Au début de l’entretien nous abordons le rôle de l’ONU.
A-t-elle encore un réel rôle à jouer ? Nous n’avons pas fêté, le 24 octobre 2025, le 80ème anniversaire de l’existence de la création de cet organisme international… « Les États issus de la décolonisation ont renforcé l’Assemblée générale de l’ONU, qui a beaucoup fait pour l’intégration de la Palestine en son sein, comme État observateur. Cette même ONU qui n’a pas pu empêcher la poursuite de la colonisation de la Cisjordanie, adopter des résolutions permettant d’arrêter le conflit, arrêter les massacres à Gaza ». « Le droit de véto dont bénéficient les cinq membres permanents du Conseil de sécurité est antinomique à l’idée de la paix. » Jérôme Heurtaux affirme cependant que l’ONU produit des données, coordonne l’action humanitaire, missionne des rapporteurs indépendants. Tout ceci alimente la connaissance sur Gaza et permet de qualifier et d’interpréter les crimes qui y sont commis.

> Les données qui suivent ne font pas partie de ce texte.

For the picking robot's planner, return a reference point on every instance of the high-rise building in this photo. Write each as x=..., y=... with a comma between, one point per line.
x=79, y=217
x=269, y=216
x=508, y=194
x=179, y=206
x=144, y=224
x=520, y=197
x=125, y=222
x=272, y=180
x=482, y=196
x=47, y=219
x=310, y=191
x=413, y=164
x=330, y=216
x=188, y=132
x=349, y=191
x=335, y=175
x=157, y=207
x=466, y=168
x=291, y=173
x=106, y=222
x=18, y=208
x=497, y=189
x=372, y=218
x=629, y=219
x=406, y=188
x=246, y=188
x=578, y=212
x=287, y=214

La guerre menée dans la Bande de Gaza depuis 2023 a ravivé une interrogation ancienne mais centrale du droit international. « Gaza n’est pas seulement un théâtre de guerre, c’est aussi un test décisif pour la viabilité du droit international humanitaire et pénal contemporain. Sans application et une mise en œuvre concrète, le droit international risque de devenir un instrument sans cordes, un langage vide de sens ». Le droit international peut‑il encore fonctionner pour protéger les populations civiles et sanctionner les violations massives et observées dans la Bande de Gaza depuis l’offensive israélienne d’octobre 2023 ?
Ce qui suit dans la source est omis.